Spine surgery for Kummel disease may have several purposes, depending on your specific symptoms. As such, your surgeon may use a single surgical approach or combine techniques to give you the best possible outcome. For example:

  • If you have developed abnormal kyphosis, your doctor may recommend osteotomy (surgical removal of bone) combined with spinal instrumentation and fusion. This combination of surgical procedures can reduce the size of the kyphotic curve, realign the spine and stabilize it.
  • Some patients with Kummel disease have pain and neurological symptoms, such as numbness or weakness. If symptoms are caused by nerve compression, a spinal decompression surgery (such as a foraminotomy) may be recommended to relief pressure on pinched nerves and prevent potentially permanent nerve damage.

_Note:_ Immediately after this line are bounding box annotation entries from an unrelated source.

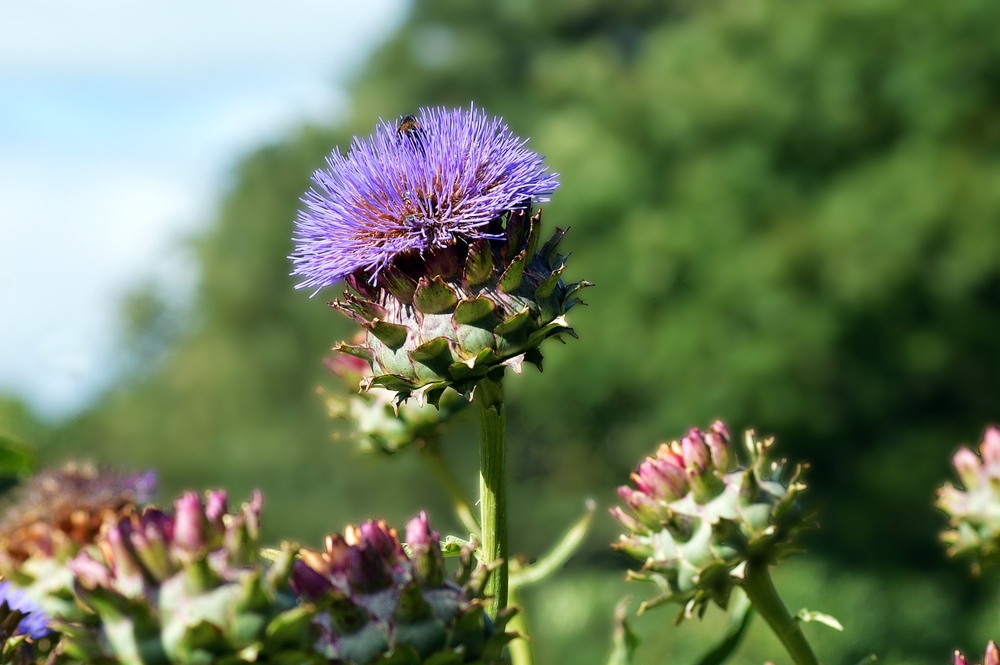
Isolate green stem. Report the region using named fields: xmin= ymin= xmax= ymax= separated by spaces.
xmin=473 ymin=375 xmax=508 ymax=617
xmin=743 ymin=560 xmax=819 ymax=665
xmin=420 ymin=439 xmax=480 ymax=538
xmin=507 ymin=586 xmax=535 ymax=665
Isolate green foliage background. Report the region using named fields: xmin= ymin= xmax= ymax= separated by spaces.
xmin=0 ymin=0 xmax=1000 ymax=663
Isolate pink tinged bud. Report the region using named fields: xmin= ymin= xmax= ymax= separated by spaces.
xmin=326 ymin=533 xmax=352 ymax=581
xmin=360 ymin=520 xmax=403 ymax=563
xmin=205 ymin=490 xmax=229 ymax=531
xmin=951 ymin=446 xmax=982 ymax=490
xmin=406 ymin=510 xmax=441 ymax=550
xmin=656 ymin=441 xmax=684 ymax=469
xmin=345 ymin=545 xmax=392 ymax=593
xmin=979 ymin=427 xmax=1000 ymax=464
xmin=129 ymin=509 xmax=176 ymax=582
xmin=632 ymin=458 xmax=687 ymax=501
xmin=705 ymin=420 xmax=731 ymax=473
xmin=708 ymin=420 xmax=733 ymax=445
xmin=609 ymin=506 xmax=648 ymax=533
xmin=406 ymin=511 xmax=445 ymax=588
xmin=242 ymin=490 xmax=264 ymax=542
xmin=102 ymin=517 xmax=145 ymax=595
xmin=983 ymin=640 xmax=1000 ymax=665
xmin=174 ymin=492 xmax=205 ymax=554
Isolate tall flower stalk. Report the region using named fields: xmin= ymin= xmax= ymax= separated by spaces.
xmin=291 ymin=102 xmax=588 ymax=616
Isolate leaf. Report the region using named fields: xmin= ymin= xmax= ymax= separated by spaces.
xmin=608 ymin=596 xmax=639 ymax=665
xmin=696 ymin=587 xmax=754 ymax=665
xmin=795 ymin=609 xmax=844 ymax=632
xmin=0 ymin=434 xmax=35 ymax=476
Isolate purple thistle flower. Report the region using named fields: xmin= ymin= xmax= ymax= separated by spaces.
xmin=0 ymin=581 xmax=50 ymax=640
xmin=291 ymin=106 xmax=559 ymax=291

Another surgical option for AVN is known as core decompression. This procedure involves removing the inner layer of bone, which reduces pressure within the bone, increases blood flow to the bone, and allows more blood vessels to form.

Core decompression works best in people who are in the earliest stages of avascular necrosis, often before the collapse of a joint. This procedure may reduce pain and slow progression of bone and joint destruction.

After core decompression, your surgeon may implant bone graft to help stimulate new bone growth and healing. Bone graft transplants healthy bone from a part of the body, such as the leg, to the diseased area. Several synthetic bone grafts are also available. Depending on the location and extent of the surgery, expect a lengthy recovery period, usually from 6 to 12 months.

As with all areas of medicine, researchers are continuously exploring treatments that may help people with AVN. One area of interest is therapies that increase the growth of new bone and blood vessels. These treatments have been used experimentally alone and in combination with other treatments, such as osteotomy and core decompression.

Your doctor will work with you to develop a custom treatment plan that addresses your symptoms and medical history.

Your Outlook with Avascular Necrosis (Kummel Disease)

For most people with avascular necrosis (also known as osteonecrosis, aseptic necrosis, and ischemic bone necrosis), treatment is an ongoing process. Your doctor may first recommend the least invasive approach and observe how you respond before progressing you to more substantial AVN therapies. If your condition affects your spinal vertebrae and was caused by trauma or injury (Kummell disease), several treatments may help prevent complications like spinal fracture, kyphosis deformity, and nerve pain from disrupting your life.